The physical and social aspects of France are thus connected by the Abbé with the facts revealed in the census. "The irregular tablelands which border the frontiers of France on the north, south, and east, and the uncultivated moors which extend on the west to the borders of the ocean, produce the largest number of deaf-mutes. There, on an average, one is found to every 800 inhabitants. The beautiful plains which occupy the centre of the country, on the contrary, contain only one in 1600 inhabitants. The high summits of the Alps, the chain of the Pyrénées, the precipices of the Jura, the flanks of Cevennes, the volcanic sol of Puy-de-Dôme, the rocky Corsica, the rugged regions of Lozère and Cantal, comprehend the provinces most afflicted with deaf-dumbness. There are twenty departments which contain one deaf-mute in 600, in 700, in 800, or in 900 inhabitants, whilst those fertile districts in the interior, which extend themselves by an inclined plain from the western slope of the Alps, of Jura, and of the Vosges towards the Atlantic, contain a much lower proportion; about forty departments exhibit only one deaf-mute in 1300, 1400, 1500, and so on even to 2000 inhabitants.

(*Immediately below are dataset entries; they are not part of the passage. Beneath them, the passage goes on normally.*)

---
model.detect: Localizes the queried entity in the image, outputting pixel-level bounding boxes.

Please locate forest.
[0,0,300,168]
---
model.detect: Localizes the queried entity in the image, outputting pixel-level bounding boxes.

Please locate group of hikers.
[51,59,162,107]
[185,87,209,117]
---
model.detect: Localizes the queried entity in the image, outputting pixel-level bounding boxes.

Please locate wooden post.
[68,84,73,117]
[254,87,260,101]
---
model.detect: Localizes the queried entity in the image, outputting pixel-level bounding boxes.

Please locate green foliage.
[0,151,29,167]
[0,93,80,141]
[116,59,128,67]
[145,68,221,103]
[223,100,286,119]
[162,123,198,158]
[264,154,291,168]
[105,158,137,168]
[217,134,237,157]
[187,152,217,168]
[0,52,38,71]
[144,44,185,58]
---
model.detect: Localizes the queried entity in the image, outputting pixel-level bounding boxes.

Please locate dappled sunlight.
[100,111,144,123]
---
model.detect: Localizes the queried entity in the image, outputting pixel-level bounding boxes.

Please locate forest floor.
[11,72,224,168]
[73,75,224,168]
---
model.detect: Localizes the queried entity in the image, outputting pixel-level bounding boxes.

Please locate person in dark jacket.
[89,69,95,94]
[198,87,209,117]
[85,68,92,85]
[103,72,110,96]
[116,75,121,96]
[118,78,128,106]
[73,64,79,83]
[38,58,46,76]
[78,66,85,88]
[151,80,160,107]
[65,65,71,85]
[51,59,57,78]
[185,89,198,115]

"With the map of France before us, if we trace to the east the continuous barrier which stretches from the woody Ardennes and the Argonne to the Vosges, and which goes on from the Vosges to the Jura, to the Alps, to the Cevennes, to the Pyrénées, along the frontiers of Baden, Switzerland, Sardinia, the borders of the Mediterranean and Spain, there will be found in Lorraine, Alsace, Franche-Comté, Bresse, Bugey, Dauphiné, Forez, Limagne, Velais, Gévaudan, Vivarais, Rouergue, Rousillon, Bigorre, Béarn, Gascony, rural populations which have lived for ages in the shades of their forests, on the craggy sides of their mountains, or near to the uncultivated borders of their marshy lakes. One can easily imagine that congenital or acquired deafness, and con

sequent dumbness is multiplied in such localities in a much greater proportion than among those happy populations spread over the rich and salubrious countries of Berri, Touraine, and the Isle of France. "Having studied this general rule of topographic hygiène in all its applications, we are surprised to find it confirmed where we might expect to meet with an exception. Thus, for example, Provence and Languedoc which separate the Alps from the Cevennes, would appear naturally to produce as many deaf-mutes as the mountains in their vicinity; but no, Provence and Languedoc, being countries with a flat surface and highly cultivated, obey the general rule, and contain fewer unfortunates. It is remarkable that the departments of the Var, Hérault, the Mouths of the Rhône, Aube, Lower Charente, and those watered by the Garonne, only count one deaf-mute on 1500 inhabitants; this ratio applies also to the central level of the country, to the maritime coasts of Brittany, to the valleys of Normandy, to the chalky plains of Champagne, to the hills of Burgundy, and to the river populations of the large streams which flow in the interior. It is not so in the departments covered with thick and old forests, surrounded with mountains, torn with volcanoes, inundated by the waters of lakes, infected by exhalations from marshes. In the first rank of these are Corsica and the Haut-Rhin, which present one deaf and dumb in 600 inhabitants; then come three departments situated on the Alps, the Vosges, and the Pyrenees, which contain one in 700 inhabitants; then come Isère, at the foot of Jura, between the Cevennes and the Alps, Lozère and Puy-de-Dôme, extending along the ridge of the mountains of Auvergne, and lastly Ariège, an escarpment of the Central Pyrénées; in these departments we find one deaf-mute in 800 inhabitants.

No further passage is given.